Mittwoch, 7. August 2013

2013/08/07: The Whistlers Trail

And suddenly there was this hole. So far it was a nice, narrow trail, leading through a jungle like dense forest, every now then then offering a view to the mountains on the other side of the valley. But now this: the very slippery trail goes down into a howl, where there’s been a landslide some time ago; on the left side steep going up, on the right side steep going down. Nothing you could really hold, just some wet stones. In the Alps there would be a rope safeguarding, but here is no protection at all. What to do? Risk it to continue or give up, walk back and take the fu* expensive cable car? I was thinking of pros (“You’re strong, you make this!”, “it’s not as dangerous as it looks like”, “you want to make it to the summit on your own”) and cons (“you’re alone, there’s no one else hiking this trail”, “you don’t know how it continues after the hole, it’s safer to give up”), when another cloud came from the valley upwards. I decided to walk back about 300 meters to the other side of the rock fragments I just crossed, because I didn’t want to cross these in dense fog if I decided to give up. Still thinking about what to do, two good things happened: first, the cloud didn’t make it up to the height I meanwhile reached (about 1,600 meters). Secondly: I heard some whistle, which was probably not the whistle of a grizzly bear. Later I heard voices and someone blowing his nose. Humans! On this lonely trail! I had to wait some more minutes, and then they came around the corner: a very friendly couple from Switzerland. Now I was not alone anymore, so no reason left to be afraid of the short uncomfortable passage. We hiked together all the way up to the top station of the cable car, the rest of the trail was not dangerous at all, the landscape got more and more impressing. Now I know that also for the Swiss the food prices in Canada are very expensive. I have no idea if I would have been courageously enough to continue my hike alone, but this doesn’t matter anymore. We made it!

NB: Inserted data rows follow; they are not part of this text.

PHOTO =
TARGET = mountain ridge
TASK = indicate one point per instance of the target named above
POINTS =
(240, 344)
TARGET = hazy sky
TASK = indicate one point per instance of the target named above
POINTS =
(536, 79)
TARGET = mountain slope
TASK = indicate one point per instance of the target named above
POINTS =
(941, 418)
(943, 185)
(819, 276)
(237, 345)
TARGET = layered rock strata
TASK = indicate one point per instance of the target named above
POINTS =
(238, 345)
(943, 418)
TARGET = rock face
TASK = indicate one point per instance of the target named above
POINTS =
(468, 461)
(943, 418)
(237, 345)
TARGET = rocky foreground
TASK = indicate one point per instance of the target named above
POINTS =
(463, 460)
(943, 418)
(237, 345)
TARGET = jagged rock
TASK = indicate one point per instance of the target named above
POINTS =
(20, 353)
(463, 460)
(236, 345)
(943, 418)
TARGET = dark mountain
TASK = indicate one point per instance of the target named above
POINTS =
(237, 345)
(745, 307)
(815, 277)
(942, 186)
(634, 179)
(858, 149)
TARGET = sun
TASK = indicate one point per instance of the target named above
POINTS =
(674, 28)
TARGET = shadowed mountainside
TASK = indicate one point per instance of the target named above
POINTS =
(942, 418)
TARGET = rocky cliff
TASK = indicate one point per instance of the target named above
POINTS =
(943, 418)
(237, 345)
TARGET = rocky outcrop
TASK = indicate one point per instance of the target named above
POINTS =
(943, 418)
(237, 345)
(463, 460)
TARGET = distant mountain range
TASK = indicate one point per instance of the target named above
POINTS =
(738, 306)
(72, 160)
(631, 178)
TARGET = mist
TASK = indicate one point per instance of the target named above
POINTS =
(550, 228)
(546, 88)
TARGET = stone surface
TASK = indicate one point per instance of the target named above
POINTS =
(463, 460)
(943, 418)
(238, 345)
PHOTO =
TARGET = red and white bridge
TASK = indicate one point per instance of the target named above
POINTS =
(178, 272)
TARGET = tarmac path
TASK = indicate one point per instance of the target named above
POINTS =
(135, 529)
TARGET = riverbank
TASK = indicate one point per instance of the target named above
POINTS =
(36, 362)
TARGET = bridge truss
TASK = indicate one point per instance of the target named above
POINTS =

Having taken a picture of our Swiss-German hiking group, I continued alone to the top of the Whistlers Mountain at 2,470 meters. The loneliness of the Whistler Trail was suddenly replaced by the enormous number of cable car passengers sprawling the mountain. But most of them don’t make it up to the summit, so that I was able to enjoy the great panorama without the international mixture of loud children and slow pensioners. What a great day!
For the descent I preferred the cable car. Still expensive for one way, but at least I paid only 50% of what all the other passengers paid. Built by a German company in the 1960s, it is still Canada’s longest and highest cable car. A last view out of the cabin to the surrounding mountains, combating some circulatory problems (probably just not used to the altitude…), then I walked back to the hostel. Taking a shower, having some sleep, meeting the other Germans again, writing this post, looking out of the window to the cable car. As it started to rain again, I can’t see the mountain anymore. But it was great up there.